Activists hold 'no-confidence' rally
Ratsadon group stages colourful protest outside Parliament following censure debate
published : 20 Feb 2021 at 20:16
writer: Online Reporters
A few hundred activists gathered on Saturday evening for what they called a people’s no-confidence debate outside Parliament amid tight security provided by 4,000 police officers on rotating shifts.
The event came hours after a series of votes inside the legislative chamber, where Prime Minister Prayut Chan-o-cha and his nine cabinet ministers survived a censure debate as coalition MPs closed ranks around them.
The evening activity was held by the United Front of Thammasat and Demonstration, a student group under the umbrella of the broader Ratsadon or People’s Movement, outside the Parliament complex at the Kiak Kai intersection.

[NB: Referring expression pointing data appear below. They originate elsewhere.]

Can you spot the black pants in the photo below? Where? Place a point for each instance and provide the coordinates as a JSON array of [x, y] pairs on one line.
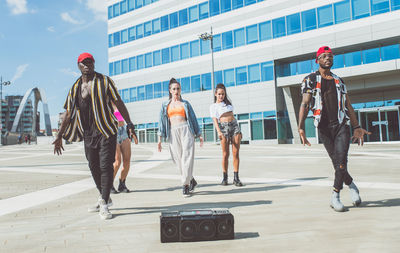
[[101, 158], [336, 139]]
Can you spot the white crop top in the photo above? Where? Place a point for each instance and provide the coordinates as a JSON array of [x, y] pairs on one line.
[[217, 109]]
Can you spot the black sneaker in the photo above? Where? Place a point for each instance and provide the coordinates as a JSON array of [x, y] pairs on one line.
[[113, 191], [237, 182], [185, 191], [192, 185]]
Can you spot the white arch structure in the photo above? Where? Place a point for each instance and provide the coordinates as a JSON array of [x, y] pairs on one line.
[[39, 96]]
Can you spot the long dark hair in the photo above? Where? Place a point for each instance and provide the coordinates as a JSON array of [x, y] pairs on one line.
[[226, 99], [173, 80]]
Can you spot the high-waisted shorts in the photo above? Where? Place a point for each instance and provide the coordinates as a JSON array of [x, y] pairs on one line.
[[229, 129], [122, 134]]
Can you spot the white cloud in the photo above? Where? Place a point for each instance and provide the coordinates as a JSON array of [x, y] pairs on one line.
[[51, 29], [18, 6], [67, 18], [18, 73], [70, 72]]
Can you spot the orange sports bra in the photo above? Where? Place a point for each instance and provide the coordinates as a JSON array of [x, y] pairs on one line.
[[178, 111]]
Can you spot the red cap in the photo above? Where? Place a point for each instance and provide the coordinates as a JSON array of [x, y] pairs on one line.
[[321, 50], [84, 56]]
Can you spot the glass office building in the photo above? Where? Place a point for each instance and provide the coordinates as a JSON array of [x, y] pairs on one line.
[[262, 49]]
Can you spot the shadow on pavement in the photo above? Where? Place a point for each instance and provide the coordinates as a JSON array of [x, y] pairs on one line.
[[191, 206]]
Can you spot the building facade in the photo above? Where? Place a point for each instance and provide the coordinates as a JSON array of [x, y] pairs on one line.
[[262, 50], [9, 110]]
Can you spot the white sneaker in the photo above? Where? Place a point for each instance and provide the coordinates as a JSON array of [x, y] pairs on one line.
[[335, 202], [104, 212], [96, 208], [354, 194]]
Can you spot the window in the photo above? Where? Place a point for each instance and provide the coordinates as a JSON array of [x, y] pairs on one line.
[[117, 39], [265, 31], [165, 55], [251, 34], [390, 52], [173, 20], [371, 55], [226, 5], [164, 23], [174, 53], [117, 68], [241, 75], [293, 23], [218, 77], [194, 48], [338, 61], [352, 59], [157, 90], [206, 81], [203, 10], [205, 47], [140, 92], [183, 18], [195, 83], [214, 7], [217, 42], [184, 51], [325, 16], [132, 64], [237, 4], [165, 85], [267, 71], [124, 66], [304, 67], [379, 6], [111, 69], [156, 58], [139, 62], [185, 85], [227, 40], [123, 7], [308, 20], [229, 77], [342, 11], [239, 37], [132, 33], [360, 8], [148, 59], [139, 31], [149, 91], [278, 26], [254, 73], [193, 14], [133, 94]]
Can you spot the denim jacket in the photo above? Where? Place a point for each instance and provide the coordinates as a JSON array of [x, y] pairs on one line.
[[164, 125]]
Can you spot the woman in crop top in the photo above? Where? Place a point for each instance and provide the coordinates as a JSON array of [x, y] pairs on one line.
[[122, 153], [228, 132], [178, 124]]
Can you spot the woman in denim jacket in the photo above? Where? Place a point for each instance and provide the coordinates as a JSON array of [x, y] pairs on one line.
[[178, 125]]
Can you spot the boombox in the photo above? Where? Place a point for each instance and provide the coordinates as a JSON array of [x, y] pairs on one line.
[[196, 225]]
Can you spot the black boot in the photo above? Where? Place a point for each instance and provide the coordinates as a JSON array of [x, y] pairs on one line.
[[236, 180], [122, 187], [225, 179]]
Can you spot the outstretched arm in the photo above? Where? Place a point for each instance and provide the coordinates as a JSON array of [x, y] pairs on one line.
[[303, 112]]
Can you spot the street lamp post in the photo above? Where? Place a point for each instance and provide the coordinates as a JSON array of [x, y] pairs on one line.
[[1, 107]]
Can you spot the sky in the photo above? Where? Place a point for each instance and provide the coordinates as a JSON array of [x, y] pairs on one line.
[[40, 41]]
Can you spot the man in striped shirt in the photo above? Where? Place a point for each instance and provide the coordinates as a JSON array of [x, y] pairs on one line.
[[326, 95], [89, 117]]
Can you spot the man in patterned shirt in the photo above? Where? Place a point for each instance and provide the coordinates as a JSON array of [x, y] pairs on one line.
[[326, 95], [89, 117]]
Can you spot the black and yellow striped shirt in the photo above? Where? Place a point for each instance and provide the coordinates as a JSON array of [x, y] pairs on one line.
[[103, 92]]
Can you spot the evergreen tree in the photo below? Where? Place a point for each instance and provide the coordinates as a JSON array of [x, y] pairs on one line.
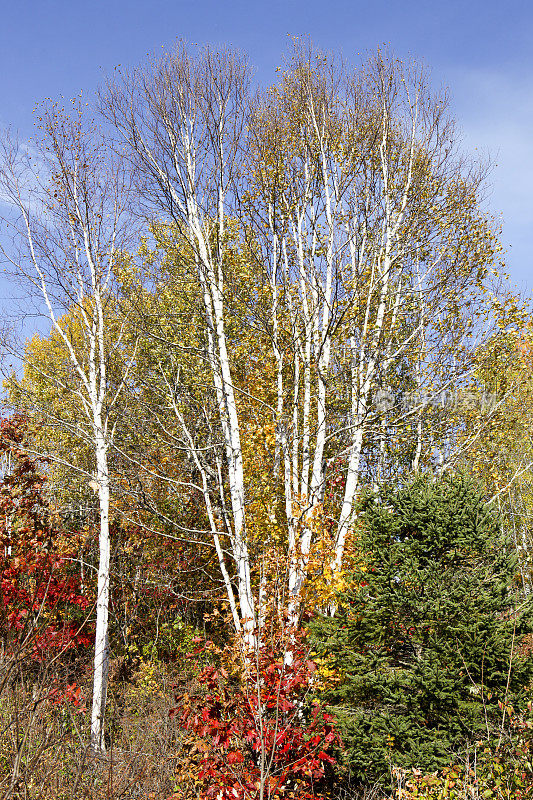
[[421, 644]]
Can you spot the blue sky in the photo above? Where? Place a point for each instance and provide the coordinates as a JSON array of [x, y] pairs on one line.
[[482, 50]]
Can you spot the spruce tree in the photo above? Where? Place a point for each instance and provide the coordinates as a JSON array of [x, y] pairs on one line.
[[421, 643]]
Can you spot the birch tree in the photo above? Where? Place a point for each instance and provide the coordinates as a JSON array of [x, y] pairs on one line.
[[375, 245], [183, 120], [68, 213], [368, 254]]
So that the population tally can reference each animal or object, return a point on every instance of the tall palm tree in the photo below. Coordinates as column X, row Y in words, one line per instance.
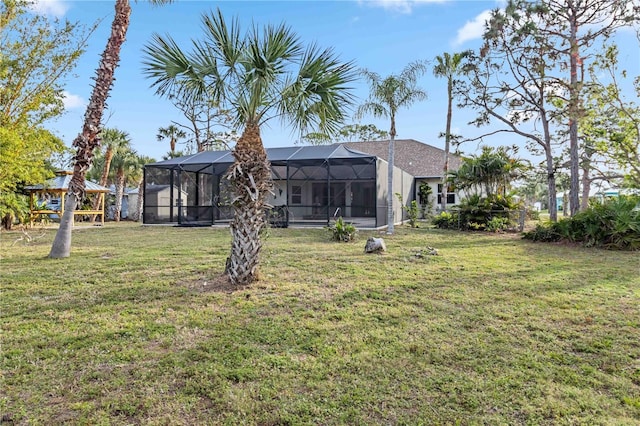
column 449, row 67
column 136, row 175
column 261, row 74
column 173, row 133
column 87, row 141
column 113, row 142
column 123, row 162
column 386, row 96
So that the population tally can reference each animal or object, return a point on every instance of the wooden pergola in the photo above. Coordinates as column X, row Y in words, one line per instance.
column 57, row 188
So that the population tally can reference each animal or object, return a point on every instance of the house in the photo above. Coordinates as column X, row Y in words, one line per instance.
column 424, row 162
column 312, row 186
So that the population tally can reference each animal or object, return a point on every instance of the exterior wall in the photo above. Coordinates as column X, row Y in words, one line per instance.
column 402, row 184
column 433, row 183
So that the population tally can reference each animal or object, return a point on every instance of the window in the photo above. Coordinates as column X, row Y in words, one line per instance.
column 296, row 194
column 451, row 196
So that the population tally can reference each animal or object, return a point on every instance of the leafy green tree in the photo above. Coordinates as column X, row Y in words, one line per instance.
column 449, row 66
column 387, row 96
column 173, row 133
column 37, row 54
column 489, row 174
column 89, row 139
column 565, row 31
column 261, row 74
column 614, row 119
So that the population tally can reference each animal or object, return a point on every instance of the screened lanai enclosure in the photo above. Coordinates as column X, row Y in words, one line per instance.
column 312, row 185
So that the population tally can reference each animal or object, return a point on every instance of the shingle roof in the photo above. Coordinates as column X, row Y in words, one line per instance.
column 412, row 156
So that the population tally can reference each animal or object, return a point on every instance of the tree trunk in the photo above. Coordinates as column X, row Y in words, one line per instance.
column 586, row 185
column 108, row 156
column 88, row 140
column 551, row 183
column 392, row 136
column 250, row 178
column 120, row 181
column 447, row 147
column 62, row 242
column 574, row 99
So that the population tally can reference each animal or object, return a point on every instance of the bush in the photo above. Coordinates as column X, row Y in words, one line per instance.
column 13, row 208
column 496, row 224
column 544, row 233
column 343, row 231
column 480, row 214
column 614, row 224
column 446, row 220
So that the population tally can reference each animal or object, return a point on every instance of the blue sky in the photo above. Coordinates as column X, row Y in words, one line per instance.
column 380, row 35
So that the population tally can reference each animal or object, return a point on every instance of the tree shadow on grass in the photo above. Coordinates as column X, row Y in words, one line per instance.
column 216, row 283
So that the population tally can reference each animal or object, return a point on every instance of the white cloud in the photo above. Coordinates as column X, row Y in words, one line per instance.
column 55, row 8
column 402, row 6
column 71, row 101
column 473, row 29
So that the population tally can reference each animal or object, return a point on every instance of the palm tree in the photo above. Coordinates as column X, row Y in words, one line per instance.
column 448, row 66
column 173, row 133
column 261, row 74
column 113, row 142
column 123, row 162
column 386, row 97
column 87, row 141
column 136, row 174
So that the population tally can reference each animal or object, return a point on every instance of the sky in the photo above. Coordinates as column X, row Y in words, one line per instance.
column 382, row 36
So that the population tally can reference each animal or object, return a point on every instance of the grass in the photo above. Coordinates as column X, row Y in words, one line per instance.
column 136, row 328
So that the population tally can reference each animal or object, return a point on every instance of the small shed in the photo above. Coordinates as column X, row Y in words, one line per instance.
column 53, row 193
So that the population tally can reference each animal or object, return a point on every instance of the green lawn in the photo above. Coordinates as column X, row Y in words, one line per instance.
column 136, row 328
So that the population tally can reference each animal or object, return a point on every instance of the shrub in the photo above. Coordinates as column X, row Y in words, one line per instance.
column 446, row 220
column 496, row 224
column 478, row 214
column 614, row 224
column 343, row 231
column 543, row 233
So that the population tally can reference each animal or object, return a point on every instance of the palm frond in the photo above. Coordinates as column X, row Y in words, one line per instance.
column 317, row 99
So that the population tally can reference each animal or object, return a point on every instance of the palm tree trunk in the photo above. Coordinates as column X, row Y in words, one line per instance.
column 103, row 179
column 392, row 137
column 88, row 140
column 447, row 147
column 140, row 203
column 250, row 177
column 119, row 193
column 574, row 156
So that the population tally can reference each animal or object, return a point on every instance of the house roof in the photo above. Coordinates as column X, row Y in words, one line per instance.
column 60, row 183
column 218, row 161
column 412, row 156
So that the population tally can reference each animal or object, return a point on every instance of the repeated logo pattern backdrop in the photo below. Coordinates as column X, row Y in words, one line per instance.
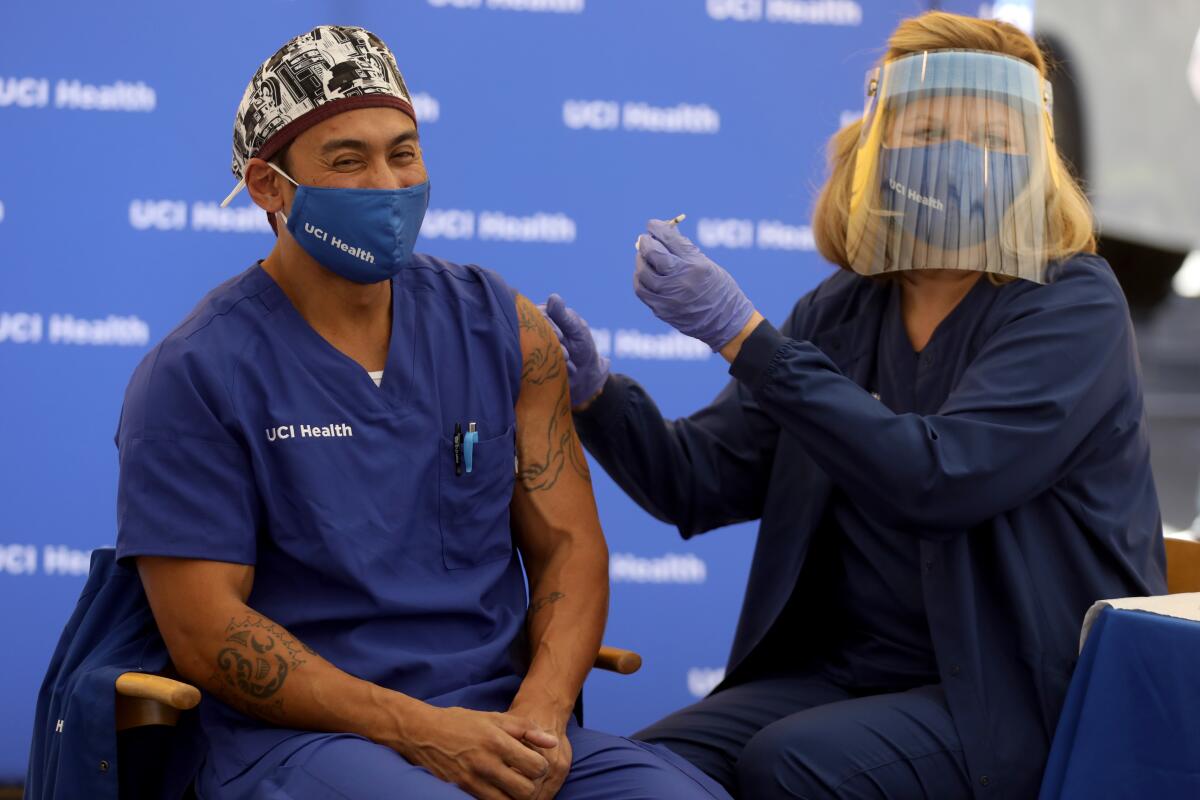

The rally was preceded by rumours that its guards would be armed with 40 ping-pong bombs, a claim denied by Panusaya “Rung” Sithijirawattanakul, a core leader who insisted the demonstration would be peaceful.
Organisers on Saturday handed out pamphlets on civil disobedience and participants were asked not to carry with them any kind of weapons, especially bombs, guns and firecrackers.
The precaution was taken in order to avoid a repeat of last Saturday, when a number of protesters were seen throwing stones and objects and splashing paint at a stationary line of police. Most of the violence took place after the majority of demonstrators had dispersed peacefully.
The demonstrators’ demands remain the same — Gen Prayut’s resignation, a rewrite of the constitution and reform of the monarchy.
The demonstrators were asked to make their own placards to send messages to the government. Most of them focus on Section 112 and the need for monarchy reform.
No stage was set up but key members addressed the crowd from a pickup truck.
Organisers announced an end to the peaceful event shortly before 9pm.
Meanwhile, a group calling itself the “Progressive Red” started gathering near the Democracy Monument at about 3.30pm, with food supplies and a pickup truck equipped with loudspeakers.
They claimed they did not know the rally site was at Parliament. However, they remained where they were because the protest site there would not be safe if there were a clash between protesters and the police.
At Sanam Luang, razor wire and barriers made of double-stacked containers were put up around the Royal Palace. Authorities explained they needed to protect important sites, even though protest organisers had said they had no intention of going to the area.
Also on Sunday, more people joined the march from Nakhon Ratchasima to Bangkok led by the Dao Din group to campaign for the release of four activists held during pre-trial on lese majeste charges. Among them was the mother of Parit “Penguin” Chiwarak, one of the four who had been denied bail twice.